No nos engañemos. No hay actividad humana que no pueda comprometerse con el medioambiente. Que no pueda poner su grano de arena para evitar el cambio climático y reducir sus efectos. Si pensamos que todo es cosa de políticos e ingenieros, quizá estemos perdidos. Hasta los publicitarios pueden hacer algo. Sí, suena increíble, pero es cierto.

Logos de las marcas más conocidas

No solo porque el negocio de la publicidad siempre se ha caracterizado por un egoísmo innato. Más allá de la creación de alguna campaña bien intencionada, el objetivo es vender más, consumir más y fabricar más. Muy poco ecológico todo. Pero el diseñador francés Sylvain Boyer ha decido dar un paso adelante.

Boyer ha creado una curiosa iniciativa: Ecobranding. Ha comenzado a rediseñar los logos de las marcas más conocidas del planeta para que sea necesaria menos tinta en su dibujo. Parece un acto banal, pero en realidad es muy útil. La tinta y los procesos industriales de impresión son altamente contaminantes y requieren mucha energía.

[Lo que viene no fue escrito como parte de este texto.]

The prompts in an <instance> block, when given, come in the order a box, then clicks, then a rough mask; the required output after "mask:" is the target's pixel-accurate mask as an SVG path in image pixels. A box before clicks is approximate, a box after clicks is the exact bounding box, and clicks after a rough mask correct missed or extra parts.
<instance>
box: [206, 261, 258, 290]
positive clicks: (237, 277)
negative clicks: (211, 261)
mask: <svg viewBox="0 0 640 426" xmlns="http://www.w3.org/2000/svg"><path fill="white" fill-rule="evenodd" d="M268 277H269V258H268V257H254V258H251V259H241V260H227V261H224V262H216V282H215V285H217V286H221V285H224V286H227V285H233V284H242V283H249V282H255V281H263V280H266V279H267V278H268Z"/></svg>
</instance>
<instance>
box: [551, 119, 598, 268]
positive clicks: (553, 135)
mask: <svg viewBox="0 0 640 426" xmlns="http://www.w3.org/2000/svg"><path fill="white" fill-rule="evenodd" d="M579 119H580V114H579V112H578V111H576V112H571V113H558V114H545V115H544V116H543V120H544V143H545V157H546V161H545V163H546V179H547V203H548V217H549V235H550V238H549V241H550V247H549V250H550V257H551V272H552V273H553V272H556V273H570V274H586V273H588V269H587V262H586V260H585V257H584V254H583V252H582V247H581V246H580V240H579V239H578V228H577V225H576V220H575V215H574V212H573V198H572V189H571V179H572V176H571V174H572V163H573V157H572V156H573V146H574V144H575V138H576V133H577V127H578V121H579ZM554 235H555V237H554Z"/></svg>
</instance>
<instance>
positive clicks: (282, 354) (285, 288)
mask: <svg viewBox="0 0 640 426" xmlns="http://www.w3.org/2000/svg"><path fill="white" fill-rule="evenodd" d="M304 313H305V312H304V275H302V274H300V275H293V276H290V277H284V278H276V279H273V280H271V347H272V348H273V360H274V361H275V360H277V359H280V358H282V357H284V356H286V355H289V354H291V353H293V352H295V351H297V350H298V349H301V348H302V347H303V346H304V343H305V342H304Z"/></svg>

Por ejemplo, según él, su rediseño del logotipo de McDonalds supone un ahorro del 35% de tinta. Y con ello una significativa reducción tanto en la producción de tinta como en su impresión. Solo tenemos que pensar la cantidad de veces que cada día, la famosa eme dorada se plasma en todo tipo de superficies.

Marcas reconocibles y sostenibles

Boyer está convencido de que su idea puede triunfar. Y por ello ha partido de una premisa importante. El cambio en el logo debe mantener el reconocimiento de la marca. Porque las marcas pueden estar dispuestas a hacerse sostenibles, pero jamás irreconocibles.

A partir de ahí, los rediseños se han centrado en huir de las formas planas. Apostar por los huecos, por los perfiles. De esta manera se mantiene la esencia de las marcas, pero con un consumo mucho menor de tinta. Y así el logo de Apple usa un 22% menos de tinta. El de Nike, un 24%, el de Coca Cola un 13% y el de Starbucks un 38%.

Y la verdad es que muchos de ellos mejoran ostensiblemente. Y no solo en cuanto a sostenibilidad.